Nabila tersentak, "kenapa?"
"Kok ngelamun?"
"Gak apa-apa, yuk masuk. Udah di beresin di atas?" tanya Nabila seraya masuk ke dalam rumah bersama dengan sang putra.
"Sekarang mau aku beresin. Udah Bunda istirahat aja. Nanti aku yang cuci piring bekas tadi."
"Udah dicuci kok, Nak."
"Yah, kok Bunda yang cuci?"
"Tadinya Bunda mau cuci beberapa aja, tapi temen kamu datang dan bantuin Bunda tadi."
"Temen aku?"
"Iya. Yang barusan pulang."
"Bang Dzaki?"
"Iya."
"Bang Dzaki bantuin Bunda nyuci piring?"
Hazel semakin yakin. Dzaki pasti tertarik pada sang ibu. Pantas tadi ia merasa Dzaki cukup lama pergi saat ia mengatakan akan membawa piringnya sendiri ke dapur.
"Iya. Dia baik sekali karena udah bantuin Bunda." Nabila mencoba membuat Dzaki memiliki kesan baik bagi Hazel.

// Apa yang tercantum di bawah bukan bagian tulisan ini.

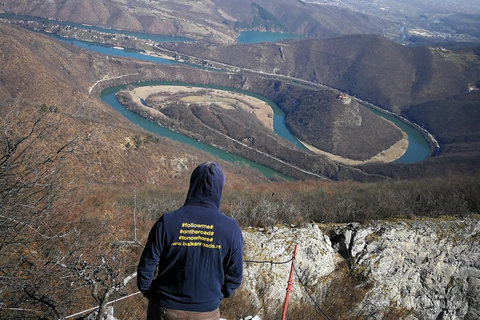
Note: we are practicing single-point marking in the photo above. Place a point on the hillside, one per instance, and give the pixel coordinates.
(358, 65)
(407, 81)
(213, 21)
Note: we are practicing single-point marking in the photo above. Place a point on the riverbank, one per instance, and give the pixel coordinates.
(225, 99)
(262, 111)
(391, 154)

Hazel masih sibuk dengan pikirannya. "Dia gak cari kesempatan 'kan?"
"Kesempatan?"
"Kayaknya dia suka deh sama Bunda. Makanya dia bantuin Bunda. Terus tadi dia pasti sengaja pulang lebih lama dari yang lain. Dan tadi dia sempet ngomongin tentang aku yang bakal izinan gak kalau Bunda nikah lagi," telisik Hazel.
"Kamu ada-ada aja sih." Nabila gugup mendengar Hazel yang terlihat tak menyukai suaminya itu.
"Aneh aja. Tapi kalau beneran dia suka sama Bunda, aku bakal peringatin dia. Bisa-bisanya cowok kayak dia deketin Bunda. Bunda tahu gak, dia perokok berat, suka mabuk-mabukan, kerjaannya nongkrong doang. Kuliah aja gak dia beresin. Gak bertanggung jawab banget kan orangnya? Aku bakal pastiin dia gak ketemu lagi sama Bunda."
Nabila sontak tertegun. Ia ngeri sendiri. Bagaimana jika Hazel tahu bahwa Dzaki kini sudah menjadi suaminya?